(Kitco News) – Technical buying momentum is helping the gold market stand up to stronger-than-expected economic data as the Philadelphia Federal Reserve reported a pick up in manufacturing activity for August.
Wednesday, regional central bank said its manufacturing business outlook rose to 6.2 in August, up solidly from July’s -12.3 reading. The data significantly beat expectations as consensus forecasts called for a negative reading around 5.
The gold market is largely ignoring the latest economic data. December gold futures last traded at $1,783 an ounce, up 0.35% on the day.
The latest report from the Philly Fed provides a stark contrast to the New York Federal Reserve’s manufacturing data, which dropped to -31.3.
Despite the positive headline reading, the central bank noted that there are still risks to the manufacturing sector.
“Although the general activity index turned positive, it was low, and the new orders index remained negative,” the report said.

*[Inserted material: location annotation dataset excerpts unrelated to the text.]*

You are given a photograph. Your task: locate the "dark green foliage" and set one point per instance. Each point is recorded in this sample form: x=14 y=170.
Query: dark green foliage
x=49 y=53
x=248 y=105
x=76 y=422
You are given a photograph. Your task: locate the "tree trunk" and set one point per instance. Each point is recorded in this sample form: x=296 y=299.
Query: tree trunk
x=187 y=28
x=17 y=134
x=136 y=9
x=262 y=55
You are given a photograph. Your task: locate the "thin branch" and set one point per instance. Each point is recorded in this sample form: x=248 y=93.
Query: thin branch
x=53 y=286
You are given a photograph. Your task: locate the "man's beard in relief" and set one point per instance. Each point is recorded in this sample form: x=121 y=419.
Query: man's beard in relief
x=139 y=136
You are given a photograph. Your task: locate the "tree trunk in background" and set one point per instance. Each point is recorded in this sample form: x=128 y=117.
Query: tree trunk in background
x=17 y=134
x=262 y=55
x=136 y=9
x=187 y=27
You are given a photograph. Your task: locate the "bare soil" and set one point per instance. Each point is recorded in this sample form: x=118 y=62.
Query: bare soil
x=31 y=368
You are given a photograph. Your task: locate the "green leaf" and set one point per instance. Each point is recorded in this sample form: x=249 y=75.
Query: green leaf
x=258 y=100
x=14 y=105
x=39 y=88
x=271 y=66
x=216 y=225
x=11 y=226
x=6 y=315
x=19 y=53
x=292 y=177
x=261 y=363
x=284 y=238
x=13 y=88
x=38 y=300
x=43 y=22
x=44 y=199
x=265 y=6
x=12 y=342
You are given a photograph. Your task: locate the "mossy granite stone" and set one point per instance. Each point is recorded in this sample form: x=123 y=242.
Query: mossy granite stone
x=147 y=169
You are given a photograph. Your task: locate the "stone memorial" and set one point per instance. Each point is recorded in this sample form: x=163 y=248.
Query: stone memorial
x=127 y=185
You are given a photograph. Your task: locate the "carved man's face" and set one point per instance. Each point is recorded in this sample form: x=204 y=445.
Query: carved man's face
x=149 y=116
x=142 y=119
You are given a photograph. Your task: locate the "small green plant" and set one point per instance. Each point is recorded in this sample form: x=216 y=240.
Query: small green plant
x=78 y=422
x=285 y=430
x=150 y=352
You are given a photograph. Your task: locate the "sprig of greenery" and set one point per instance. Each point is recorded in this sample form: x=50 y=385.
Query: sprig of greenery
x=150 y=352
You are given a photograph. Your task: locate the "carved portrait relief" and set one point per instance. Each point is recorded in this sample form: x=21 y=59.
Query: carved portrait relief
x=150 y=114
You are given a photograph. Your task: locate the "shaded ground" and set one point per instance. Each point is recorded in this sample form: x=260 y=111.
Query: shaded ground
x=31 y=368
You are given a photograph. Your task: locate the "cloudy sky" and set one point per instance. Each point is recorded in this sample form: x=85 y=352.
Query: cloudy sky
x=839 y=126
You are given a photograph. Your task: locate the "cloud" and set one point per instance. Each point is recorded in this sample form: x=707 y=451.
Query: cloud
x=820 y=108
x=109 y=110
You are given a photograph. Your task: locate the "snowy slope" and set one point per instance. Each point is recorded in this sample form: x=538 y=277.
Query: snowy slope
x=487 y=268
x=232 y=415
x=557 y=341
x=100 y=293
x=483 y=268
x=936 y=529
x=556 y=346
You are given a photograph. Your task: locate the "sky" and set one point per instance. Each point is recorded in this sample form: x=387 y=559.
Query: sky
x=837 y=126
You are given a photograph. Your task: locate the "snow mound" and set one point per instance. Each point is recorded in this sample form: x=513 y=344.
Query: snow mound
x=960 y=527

The report said that the new orders index rose to -5.1, up from July’s reading of -24.8. At the same time, shipments rose to 24.8, up from the previous reading 14.8.
The report also noted new momentum in the region’s labor market. The number of employees index rose to 24.1, up from July’s reading of 19.4.
The report also highlighted falling inflation pressures, another negative for the gold market. The prices paid index dropped to 43.6, down from July’s reading of 52.2.